Aberdeenshire farmer and agri-businessman Maitland Mackie has lobbied Scottish Parliament members, councillors and planners to make the case for on-shore wind energy.

Mr Mackie, who has installed three wind turbines on the family farm of Westertown, Rothienorman, says on-shore wind is the cheapest alternative to fossil fuel-based energy and is the best way of meeting the Scottish Government‘s ambitious energy targets.

He says many of the arguments put forward by critics of wind energy are nimbyism and also accuses local authorities of pandering to critics, delaying planning applications.

He wants planning applications to be fast-tracked and says local consortia can help communities share in the revenue from wind energy, rather than it going to City-based financial institutions. Public sector bodies with large tracts of land, such as the Forestry Commission, Crown Estates and the National Trust for Scotland, should be urged to let out potential sites to small, independent energy developers and local communities.

Mr Mackie estimates up to £1bn a year will be taken out of the Scottish economy by national and international conglomerates from existing and planned land-based wind energy developments. He also accused the Forestry Commission of a “colossal and unnecessary give-away” of a potential annual income of £300m by giving four international companies the right to develop wind energy on commission land.

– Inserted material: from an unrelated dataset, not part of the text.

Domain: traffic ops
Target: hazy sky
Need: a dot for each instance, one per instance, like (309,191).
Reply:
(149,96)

He criticises the Feed-in Tariff subsidy for encouraging the installation of inefficient “toy” turbines rather than encouraging larger, more efficient development.

He suggests the Scottish Government should set a 10-year target of 3,000MW capacity wind turbine installations across Scotland owned by local entrepreneurs and local communities to add 3GW to Scotland’s current 10GW generating capacity. This, he says, would also reduce CO2 production by 15m tonnes – more than a third of Scotland’s 2020 carbon reduction target of 44m tonnes.

Based on his own experience, Mr Mackie estimates a £3.6m investment in a 3MW capacity wind turbine will yield an annual income of £417,600, based on 30% efficiency, a 20% investment by shareholders and 80% borrowed, and an interest rate on borrowings of 10%. This represents a 48% return on shareholders’ funds.